The wall portion of the liquid container 110 may include one or more transparent portions (not shown) so that users of the refill unit 100 may easily determine how much liquid is left within the container 110. The wall portion may also include one or more face portions (not shown) on which product information, advertising information, instructions, or the like are provided.

When the first refill unit 100 is assembled, the cap 120 is attached to the liquid container 110 so that the neck 113 of the container 110 extends into the cap 120, as shown in FIG. 3. Any means of attachment between the liquid container 110 and the cap 120 may be employed. In the illustrated example, the attachment means comprises a snap fit arrangement between an outwardly extending flange 114 disposed on the exterior of the neck 113 and an inwardly extending flange 121 disposed on the interior of the cap 120. Alternative attachment means include threaded fit arrangements, adhesives, mechanical fasteners and the like.

The cap 120 has an inward flange portion 122 surrounding an aperture 123. The pump manifold 130 of the first refill unit 100 has an outward flange portion 131. When the cap 120 is securely attached to the container 110 as shown in FIG. 3, the inward flange portion 122 of the cap 120 presses against the outward flange portion 131 of the pump manifold 130 to secure the pump manifold 130 against a lip 115 of the container 110. In some embodiments, a gasket member (not shown) may be disposed between the inward flange 122 of the cap 120 and the outward flange 131 of the pump manifold 130 to help form a liquid seal at that interface. The illustrated pump manifold 130 is a generic manifold and may be replaced by any component, such as for example, a liquid pump 140 that is desirable to connect directly to a container 110.

In addition, in some embodiments cap 120 and manifold 130 are a single integrated piece. In some embodiments, manifold 130 is part of a pump housing. In some embodiments, manifold 130 contains a one-way outlet valve (not shown) and the container is used to dispense fluids by holding the container in an inverted position and squeezing the container with sufficient force to overcome the cracking pressure of the one-way outlet valve (not shown). Thus, the innovative features of the present invention do not require multiple components or a pump. Indeed, in some embodiments cap 120 does not include an opening at one end and is simply used to seal a container and allow air to vent the container without allowing liquid to flow out of the container.
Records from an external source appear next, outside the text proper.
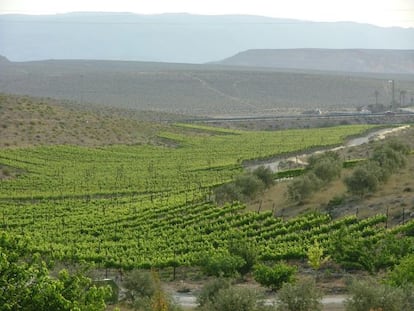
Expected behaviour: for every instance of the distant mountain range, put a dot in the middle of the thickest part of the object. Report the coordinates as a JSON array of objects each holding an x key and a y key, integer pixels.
[
  {"x": 202, "y": 90},
  {"x": 180, "y": 38},
  {"x": 350, "y": 60}
]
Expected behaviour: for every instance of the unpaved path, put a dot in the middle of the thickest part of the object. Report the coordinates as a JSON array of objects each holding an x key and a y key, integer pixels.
[{"x": 188, "y": 300}]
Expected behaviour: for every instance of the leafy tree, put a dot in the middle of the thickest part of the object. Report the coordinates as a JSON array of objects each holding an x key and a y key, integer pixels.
[
  {"x": 144, "y": 292},
  {"x": 221, "y": 264},
  {"x": 228, "y": 193},
  {"x": 245, "y": 250},
  {"x": 233, "y": 298},
  {"x": 302, "y": 187},
  {"x": 364, "y": 179},
  {"x": 249, "y": 185},
  {"x": 274, "y": 277},
  {"x": 210, "y": 290},
  {"x": 27, "y": 285},
  {"x": 302, "y": 296},
  {"x": 403, "y": 273},
  {"x": 326, "y": 166},
  {"x": 315, "y": 255},
  {"x": 370, "y": 295},
  {"x": 265, "y": 174}
]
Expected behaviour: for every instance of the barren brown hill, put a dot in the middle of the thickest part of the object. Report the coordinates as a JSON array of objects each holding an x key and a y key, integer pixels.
[{"x": 344, "y": 60}]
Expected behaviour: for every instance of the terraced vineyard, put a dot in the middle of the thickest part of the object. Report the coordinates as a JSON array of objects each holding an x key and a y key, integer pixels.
[{"x": 142, "y": 206}]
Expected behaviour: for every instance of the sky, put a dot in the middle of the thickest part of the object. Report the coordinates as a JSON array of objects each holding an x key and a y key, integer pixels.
[{"x": 383, "y": 13}]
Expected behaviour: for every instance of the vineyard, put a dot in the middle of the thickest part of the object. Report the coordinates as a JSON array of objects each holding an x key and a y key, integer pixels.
[{"x": 150, "y": 205}]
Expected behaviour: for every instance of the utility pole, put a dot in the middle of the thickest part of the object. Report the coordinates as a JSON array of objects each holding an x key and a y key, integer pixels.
[{"x": 393, "y": 93}]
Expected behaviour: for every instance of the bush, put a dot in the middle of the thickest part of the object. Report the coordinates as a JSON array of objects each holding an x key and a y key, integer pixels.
[
  {"x": 245, "y": 250},
  {"x": 303, "y": 296},
  {"x": 232, "y": 298},
  {"x": 365, "y": 178},
  {"x": 302, "y": 187},
  {"x": 265, "y": 174},
  {"x": 403, "y": 273},
  {"x": 210, "y": 290},
  {"x": 227, "y": 193},
  {"x": 370, "y": 295},
  {"x": 139, "y": 284},
  {"x": 221, "y": 264},
  {"x": 144, "y": 292},
  {"x": 249, "y": 185},
  {"x": 326, "y": 166},
  {"x": 275, "y": 277}
]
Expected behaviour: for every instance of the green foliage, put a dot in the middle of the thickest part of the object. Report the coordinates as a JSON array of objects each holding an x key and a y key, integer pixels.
[
  {"x": 265, "y": 174},
  {"x": 249, "y": 185},
  {"x": 326, "y": 166},
  {"x": 315, "y": 255},
  {"x": 386, "y": 159},
  {"x": 139, "y": 284},
  {"x": 370, "y": 295},
  {"x": 403, "y": 273},
  {"x": 353, "y": 251},
  {"x": 221, "y": 264},
  {"x": 28, "y": 286},
  {"x": 245, "y": 250},
  {"x": 228, "y": 192},
  {"x": 302, "y": 296},
  {"x": 275, "y": 277},
  {"x": 210, "y": 290},
  {"x": 290, "y": 173},
  {"x": 365, "y": 178},
  {"x": 303, "y": 187},
  {"x": 144, "y": 292},
  {"x": 322, "y": 169},
  {"x": 232, "y": 298}
]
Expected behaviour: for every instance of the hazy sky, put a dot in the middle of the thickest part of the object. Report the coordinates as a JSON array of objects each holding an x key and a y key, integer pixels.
[{"x": 378, "y": 12}]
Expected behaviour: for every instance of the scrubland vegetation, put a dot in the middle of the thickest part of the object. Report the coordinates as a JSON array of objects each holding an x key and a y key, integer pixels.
[{"x": 181, "y": 200}]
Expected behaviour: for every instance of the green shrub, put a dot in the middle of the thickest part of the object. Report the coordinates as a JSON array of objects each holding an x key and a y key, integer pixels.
[
  {"x": 275, "y": 277},
  {"x": 139, "y": 285},
  {"x": 210, "y": 290},
  {"x": 302, "y": 296},
  {"x": 233, "y": 298},
  {"x": 227, "y": 193},
  {"x": 302, "y": 187},
  {"x": 221, "y": 264},
  {"x": 365, "y": 178},
  {"x": 326, "y": 166},
  {"x": 245, "y": 250},
  {"x": 368, "y": 295},
  {"x": 249, "y": 185},
  {"x": 403, "y": 273},
  {"x": 265, "y": 174}
]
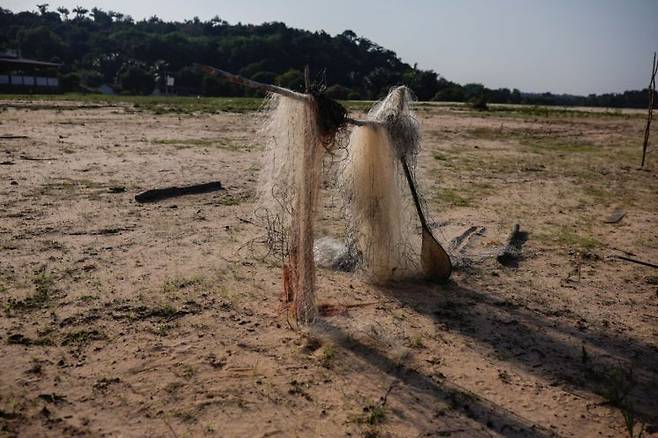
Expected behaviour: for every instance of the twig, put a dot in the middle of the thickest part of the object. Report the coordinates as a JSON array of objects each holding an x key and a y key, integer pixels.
[
  {"x": 171, "y": 429},
  {"x": 639, "y": 262},
  {"x": 170, "y": 192}
]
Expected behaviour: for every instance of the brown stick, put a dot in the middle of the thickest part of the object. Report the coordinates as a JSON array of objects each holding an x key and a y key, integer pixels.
[
  {"x": 652, "y": 95},
  {"x": 639, "y": 262},
  {"x": 307, "y": 79},
  {"x": 239, "y": 80}
]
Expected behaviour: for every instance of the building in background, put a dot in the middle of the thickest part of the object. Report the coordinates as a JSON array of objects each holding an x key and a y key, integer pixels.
[{"x": 22, "y": 75}]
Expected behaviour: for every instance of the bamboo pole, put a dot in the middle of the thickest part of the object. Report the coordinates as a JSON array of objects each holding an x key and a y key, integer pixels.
[{"x": 652, "y": 96}]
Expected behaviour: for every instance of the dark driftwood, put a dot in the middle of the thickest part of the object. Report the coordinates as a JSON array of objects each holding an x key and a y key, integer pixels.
[
  {"x": 511, "y": 252},
  {"x": 615, "y": 216},
  {"x": 639, "y": 262},
  {"x": 156, "y": 195}
]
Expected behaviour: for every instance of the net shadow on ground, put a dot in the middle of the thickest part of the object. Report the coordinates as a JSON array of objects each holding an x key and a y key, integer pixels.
[
  {"x": 562, "y": 352},
  {"x": 471, "y": 409}
]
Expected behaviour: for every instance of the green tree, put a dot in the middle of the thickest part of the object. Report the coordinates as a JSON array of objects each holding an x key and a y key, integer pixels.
[{"x": 135, "y": 79}]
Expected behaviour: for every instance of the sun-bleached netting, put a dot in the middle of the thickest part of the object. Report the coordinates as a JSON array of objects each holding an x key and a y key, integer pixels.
[
  {"x": 383, "y": 227},
  {"x": 382, "y": 238},
  {"x": 288, "y": 193},
  {"x": 297, "y": 134}
]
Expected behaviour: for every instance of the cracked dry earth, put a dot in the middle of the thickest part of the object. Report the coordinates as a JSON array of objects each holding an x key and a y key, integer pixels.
[{"x": 126, "y": 319}]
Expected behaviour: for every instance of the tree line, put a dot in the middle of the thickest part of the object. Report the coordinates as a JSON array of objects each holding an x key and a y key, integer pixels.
[{"x": 134, "y": 57}]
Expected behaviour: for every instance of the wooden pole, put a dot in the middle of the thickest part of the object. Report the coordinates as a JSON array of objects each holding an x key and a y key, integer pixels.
[{"x": 652, "y": 95}]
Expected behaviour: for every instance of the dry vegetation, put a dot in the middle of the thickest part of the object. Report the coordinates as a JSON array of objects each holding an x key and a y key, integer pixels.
[{"x": 162, "y": 320}]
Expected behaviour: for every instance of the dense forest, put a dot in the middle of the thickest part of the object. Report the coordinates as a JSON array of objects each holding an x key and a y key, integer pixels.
[{"x": 100, "y": 47}]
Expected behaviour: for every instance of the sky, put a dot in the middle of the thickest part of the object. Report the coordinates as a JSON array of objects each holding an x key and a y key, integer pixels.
[{"x": 561, "y": 46}]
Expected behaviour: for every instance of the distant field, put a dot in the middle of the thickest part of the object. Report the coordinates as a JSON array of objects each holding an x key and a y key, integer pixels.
[{"x": 191, "y": 104}]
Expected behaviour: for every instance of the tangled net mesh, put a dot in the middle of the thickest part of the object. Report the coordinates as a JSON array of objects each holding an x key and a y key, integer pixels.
[
  {"x": 383, "y": 229},
  {"x": 296, "y": 135},
  {"x": 382, "y": 235}
]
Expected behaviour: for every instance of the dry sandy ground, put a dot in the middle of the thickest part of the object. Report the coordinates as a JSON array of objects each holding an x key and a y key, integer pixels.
[{"x": 121, "y": 319}]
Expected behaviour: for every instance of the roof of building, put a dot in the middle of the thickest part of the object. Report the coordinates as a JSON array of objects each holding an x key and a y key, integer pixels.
[{"x": 25, "y": 61}]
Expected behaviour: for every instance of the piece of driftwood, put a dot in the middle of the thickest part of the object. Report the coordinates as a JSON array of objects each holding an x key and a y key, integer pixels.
[
  {"x": 510, "y": 254},
  {"x": 615, "y": 216},
  {"x": 156, "y": 195},
  {"x": 28, "y": 158},
  {"x": 639, "y": 262}
]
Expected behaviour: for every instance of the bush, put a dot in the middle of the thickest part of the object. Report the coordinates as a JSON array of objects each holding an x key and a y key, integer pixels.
[
  {"x": 338, "y": 92},
  {"x": 479, "y": 103},
  {"x": 135, "y": 79}
]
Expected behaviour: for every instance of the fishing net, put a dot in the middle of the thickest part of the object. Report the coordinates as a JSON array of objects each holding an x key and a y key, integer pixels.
[
  {"x": 297, "y": 135},
  {"x": 383, "y": 229}
]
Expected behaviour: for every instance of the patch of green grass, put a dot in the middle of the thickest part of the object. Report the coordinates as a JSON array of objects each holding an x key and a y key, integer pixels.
[
  {"x": 164, "y": 330},
  {"x": 327, "y": 355},
  {"x": 374, "y": 415},
  {"x": 562, "y": 236},
  {"x": 439, "y": 156},
  {"x": 417, "y": 342},
  {"x": 80, "y": 338},
  {"x": 451, "y": 197},
  {"x": 178, "y": 283}
]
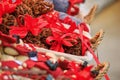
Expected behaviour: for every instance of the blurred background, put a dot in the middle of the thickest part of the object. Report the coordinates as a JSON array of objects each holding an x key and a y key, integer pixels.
[{"x": 108, "y": 19}]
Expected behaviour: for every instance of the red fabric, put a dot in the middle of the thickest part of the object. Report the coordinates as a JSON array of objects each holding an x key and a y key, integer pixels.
[
  {"x": 33, "y": 25},
  {"x": 30, "y": 63},
  {"x": 10, "y": 64},
  {"x": 86, "y": 45},
  {"x": 42, "y": 65},
  {"x": 72, "y": 5},
  {"x": 22, "y": 50},
  {"x": 57, "y": 72},
  {"x": 41, "y": 58}
]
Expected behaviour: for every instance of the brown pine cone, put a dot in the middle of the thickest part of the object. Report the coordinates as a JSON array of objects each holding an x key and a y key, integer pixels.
[
  {"x": 9, "y": 20},
  {"x": 41, "y": 7}
]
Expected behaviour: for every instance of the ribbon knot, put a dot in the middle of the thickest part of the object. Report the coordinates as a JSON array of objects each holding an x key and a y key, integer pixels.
[{"x": 72, "y": 6}]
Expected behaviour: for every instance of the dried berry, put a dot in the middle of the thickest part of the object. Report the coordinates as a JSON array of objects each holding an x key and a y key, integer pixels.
[
  {"x": 23, "y": 9},
  {"x": 41, "y": 7},
  {"x": 9, "y": 20}
]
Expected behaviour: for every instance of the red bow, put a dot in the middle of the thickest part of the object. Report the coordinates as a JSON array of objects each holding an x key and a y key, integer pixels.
[
  {"x": 72, "y": 5},
  {"x": 33, "y": 25},
  {"x": 6, "y": 6}
]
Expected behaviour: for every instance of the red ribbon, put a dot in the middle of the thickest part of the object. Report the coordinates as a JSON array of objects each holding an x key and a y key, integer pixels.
[
  {"x": 85, "y": 43},
  {"x": 33, "y": 25},
  {"x": 6, "y": 6},
  {"x": 74, "y": 69},
  {"x": 72, "y": 5}
]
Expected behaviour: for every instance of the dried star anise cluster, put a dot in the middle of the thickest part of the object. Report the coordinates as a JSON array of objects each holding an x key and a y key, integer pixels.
[{"x": 34, "y": 8}]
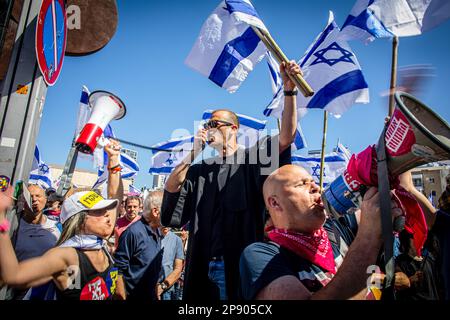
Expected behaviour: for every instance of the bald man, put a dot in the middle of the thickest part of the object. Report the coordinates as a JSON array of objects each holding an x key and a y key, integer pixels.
[
  {"x": 309, "y": 256},
  {"x": 221, "y": 197}
]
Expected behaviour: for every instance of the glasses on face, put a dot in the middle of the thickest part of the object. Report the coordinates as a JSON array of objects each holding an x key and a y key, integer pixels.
[{"x": 210, "y": 124}]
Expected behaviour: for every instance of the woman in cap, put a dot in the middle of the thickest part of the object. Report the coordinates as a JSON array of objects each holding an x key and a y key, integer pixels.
[{"x": 79, "y": 266}]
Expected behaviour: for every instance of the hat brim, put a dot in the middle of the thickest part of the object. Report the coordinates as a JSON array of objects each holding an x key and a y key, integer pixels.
[{"x": 108, "y": 204}]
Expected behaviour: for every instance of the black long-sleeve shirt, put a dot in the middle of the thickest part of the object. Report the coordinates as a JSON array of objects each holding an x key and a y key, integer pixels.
[{"x": 139, "y": 260}]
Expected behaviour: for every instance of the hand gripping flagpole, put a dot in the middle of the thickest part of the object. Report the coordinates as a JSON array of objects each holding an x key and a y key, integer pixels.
[{"x": 272, "y": 46}]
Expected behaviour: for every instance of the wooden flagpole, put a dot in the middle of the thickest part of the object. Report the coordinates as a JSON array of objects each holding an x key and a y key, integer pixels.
[
  {"x": 393, "y": 75},
  {"x": 272, "y": 46},
  {"x": 322, "y": 156}
]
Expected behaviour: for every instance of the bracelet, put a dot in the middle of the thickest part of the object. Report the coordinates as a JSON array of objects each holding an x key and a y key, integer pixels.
[
  {"x": 290, "y": 93},
  {"x": 4, "y": 226},
  {"x": 116, "y": 168}
]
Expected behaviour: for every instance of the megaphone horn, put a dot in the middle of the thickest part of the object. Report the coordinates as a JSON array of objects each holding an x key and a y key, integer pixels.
[
  {"x": 105, "y": 108},
  {"x": 415, "y": 135}
]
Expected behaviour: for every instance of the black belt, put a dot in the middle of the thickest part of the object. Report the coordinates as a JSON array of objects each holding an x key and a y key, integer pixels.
[{"x": 218, "y": 258}]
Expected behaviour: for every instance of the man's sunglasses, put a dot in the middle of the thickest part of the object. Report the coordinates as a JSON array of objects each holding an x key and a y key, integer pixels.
[{"x": 210, "y": 124}]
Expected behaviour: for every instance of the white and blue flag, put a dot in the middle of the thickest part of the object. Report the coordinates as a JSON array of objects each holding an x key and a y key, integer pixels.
[
  {"x": 335, "y": 165},
  {"x": 333, "y": 72},
  {"x": 227, "y": 48},
  {"x": 370, "y": 19},
  {"x": 133, "y": 190},
  {"x": 130, "y": 168},
  {"x": 163, "y": 162},
  {"x": 40, "y": 172},
  {"x": 341, "y": 149}
]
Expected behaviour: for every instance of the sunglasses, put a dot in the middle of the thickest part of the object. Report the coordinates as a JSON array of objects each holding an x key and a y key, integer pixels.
[{"x": 210, "y": 124}]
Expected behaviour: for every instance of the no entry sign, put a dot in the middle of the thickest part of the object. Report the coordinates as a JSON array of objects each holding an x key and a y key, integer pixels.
[{"x": 51, "y": 35}]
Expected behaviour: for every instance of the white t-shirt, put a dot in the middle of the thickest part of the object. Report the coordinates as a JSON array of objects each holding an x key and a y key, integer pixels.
[{"x": 33, "y": 240}]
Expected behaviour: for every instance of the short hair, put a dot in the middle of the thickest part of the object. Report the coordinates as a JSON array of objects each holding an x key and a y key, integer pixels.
[
  {"x": 38, "y": 186},
  {"x": 153, "y": 200},
  {"x": 232, "y": 115},
  {"x": 129, "y": 198}
]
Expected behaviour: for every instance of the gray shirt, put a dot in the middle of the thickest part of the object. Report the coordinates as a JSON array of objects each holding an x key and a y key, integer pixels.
[{"x": 173, "y": 249}]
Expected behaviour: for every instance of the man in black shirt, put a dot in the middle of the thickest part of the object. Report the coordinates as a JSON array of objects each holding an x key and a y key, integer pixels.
[
  {"x": 139, "y": 254},
  {"x": 310, "y": 256},
  {"x": 221, "y": 198}
]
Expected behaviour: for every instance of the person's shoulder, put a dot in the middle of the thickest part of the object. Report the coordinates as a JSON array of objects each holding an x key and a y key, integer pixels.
[
  {"x": 66, "y": 254},
  {"x": 259, "y": 249}
]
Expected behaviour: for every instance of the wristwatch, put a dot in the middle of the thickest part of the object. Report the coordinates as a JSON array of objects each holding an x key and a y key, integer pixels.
[{"x": 164, "y": 285}]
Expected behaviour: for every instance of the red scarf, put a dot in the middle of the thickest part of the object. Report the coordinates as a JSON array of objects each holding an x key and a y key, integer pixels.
[
  {"x": 363, "y": 167},
  {"x": 315, "y": 248}
]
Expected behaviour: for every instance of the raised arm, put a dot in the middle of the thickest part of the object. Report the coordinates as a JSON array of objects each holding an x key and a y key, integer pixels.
[
  {"x": 289, "y": 117},
  {"x": 178, "y": 175},
  {"x": 29, "y": 272},
  {"x": 115, "y": 185},
  {"x": 428, "y": 210},
  {"x": 350, "y": 281}
]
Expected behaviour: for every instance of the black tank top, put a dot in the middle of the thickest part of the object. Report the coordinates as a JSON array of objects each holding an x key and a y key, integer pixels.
[{"x": 90, "y": 284}]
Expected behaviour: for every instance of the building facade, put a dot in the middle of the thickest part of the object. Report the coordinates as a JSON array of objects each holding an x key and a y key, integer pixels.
[{"x": 431, "y": 180}]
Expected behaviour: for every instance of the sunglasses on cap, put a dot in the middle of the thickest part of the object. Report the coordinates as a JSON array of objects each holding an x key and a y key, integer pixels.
[{"x": 210, "y": 124}]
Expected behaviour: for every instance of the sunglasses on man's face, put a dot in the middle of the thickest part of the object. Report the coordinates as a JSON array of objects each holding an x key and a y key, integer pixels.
[{"x": 210, "y": 124}]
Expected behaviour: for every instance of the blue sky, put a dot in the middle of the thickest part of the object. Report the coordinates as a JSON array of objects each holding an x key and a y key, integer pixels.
[{"x": 144, "y": 65}]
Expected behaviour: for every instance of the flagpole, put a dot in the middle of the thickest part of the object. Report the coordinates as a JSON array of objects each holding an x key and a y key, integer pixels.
[
  {"x": 272, "y": 46},
  {"x": 393, "y": 74},
  {"x": 324, "y": 139}
]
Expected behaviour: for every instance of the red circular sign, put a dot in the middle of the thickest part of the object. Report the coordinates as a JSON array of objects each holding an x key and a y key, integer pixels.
[{"x": 51, "y": 37}]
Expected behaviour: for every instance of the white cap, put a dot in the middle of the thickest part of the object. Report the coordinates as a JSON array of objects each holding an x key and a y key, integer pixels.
[{"x": 85, "y": 201}]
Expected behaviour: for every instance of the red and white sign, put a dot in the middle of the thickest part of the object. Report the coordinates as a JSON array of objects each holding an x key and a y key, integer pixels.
[
  {"x": 399, "y": 135},
  {"x": 51, "y": 38}
]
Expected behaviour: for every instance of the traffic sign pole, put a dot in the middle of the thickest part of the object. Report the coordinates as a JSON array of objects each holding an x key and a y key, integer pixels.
[{"x": 22, "y": 100}]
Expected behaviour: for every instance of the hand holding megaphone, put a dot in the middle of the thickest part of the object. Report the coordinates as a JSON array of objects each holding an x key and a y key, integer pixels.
[{"x": 105, "y": 108}]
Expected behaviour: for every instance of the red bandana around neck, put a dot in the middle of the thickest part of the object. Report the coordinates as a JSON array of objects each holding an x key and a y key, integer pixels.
[{"x": 315, "y": 248}]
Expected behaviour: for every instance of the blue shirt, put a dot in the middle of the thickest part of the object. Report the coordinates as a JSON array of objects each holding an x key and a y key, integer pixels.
[
  {"x": 172, "y": 249},
  {"x": 138, "y": 258}
]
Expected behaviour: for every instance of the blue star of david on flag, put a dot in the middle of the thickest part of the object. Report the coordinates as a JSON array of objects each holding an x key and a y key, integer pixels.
[
  {"x": 316, "y": 171},
  {"x": 43, "y": 168},
  {"x": 331, "y": 51},
  {"x": 172, "y": 158}
]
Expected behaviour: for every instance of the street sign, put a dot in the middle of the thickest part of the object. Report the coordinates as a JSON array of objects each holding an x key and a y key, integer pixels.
[{"x": 51, "y": 36}]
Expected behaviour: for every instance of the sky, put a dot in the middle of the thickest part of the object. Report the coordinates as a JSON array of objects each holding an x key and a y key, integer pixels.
[{"x": 143, "y": 64}]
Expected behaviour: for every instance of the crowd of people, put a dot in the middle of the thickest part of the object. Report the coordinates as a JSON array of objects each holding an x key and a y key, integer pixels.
[{"x": 252, "y": 226}]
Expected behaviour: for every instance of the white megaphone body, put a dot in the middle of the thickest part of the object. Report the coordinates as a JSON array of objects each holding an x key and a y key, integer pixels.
[
  {"x": 105, "y": 108},
  {"x": 414, "y": 136}
]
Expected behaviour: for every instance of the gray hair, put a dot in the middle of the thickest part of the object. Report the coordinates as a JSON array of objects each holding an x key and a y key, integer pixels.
[
  {"x": 72, "y": 227},
  {"x": 153, "y": 200}
]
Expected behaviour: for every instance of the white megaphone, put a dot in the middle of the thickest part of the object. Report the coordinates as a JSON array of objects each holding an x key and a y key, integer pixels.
[{"x": 105, "y": 108}]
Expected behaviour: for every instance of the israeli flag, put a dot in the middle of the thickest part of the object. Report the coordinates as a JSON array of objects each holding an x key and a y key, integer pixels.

The pump manifold 130 has a liquid passage 132 into which liquid stored within the interior 112 of the container 110 may flow under the force of gravity and/or the action of the liquid pump 140, or any other one way outlet. The liquid passage 132 leads to a liquid outlet 133 and then to the liquid pump 140. The liquid pump 140 may be operated by a user of the overall liquid dispensing system (not shown) holding the refill unit 100 to dispense a portion of the liquid from the container 110 to the user, supplied via the liquid passage 132. The liquid pump 140 has an outlet (not shown) which upon actuation of the pump 140 dispenses a dose of liquid directly to the user or to other components of the overall dispenser system.

Any suitable liquid pumping mechanism may be employed as the liquid pump 140. For example, U.S. Pat. No. 7,806,301 to Ciavarella et al., U.S. Patent Application Publication No. 2008/0149666 to LaFlamme et al., and U.S. Patent Application Publication No. 2011/0031278 to Han de Man each disclose suitable elastomeric dome pump structures for use as a liquid pump 140 in a liquid dispensing system. Those three references are each hereby incorporated by reference into the present disclosure for their respective teachings regarding elastomeric dome pump assemblies. Other exemplary pumps 140 include piston pumps, bellows pumps, diaphragm pumps, peristaltic pumps or the like.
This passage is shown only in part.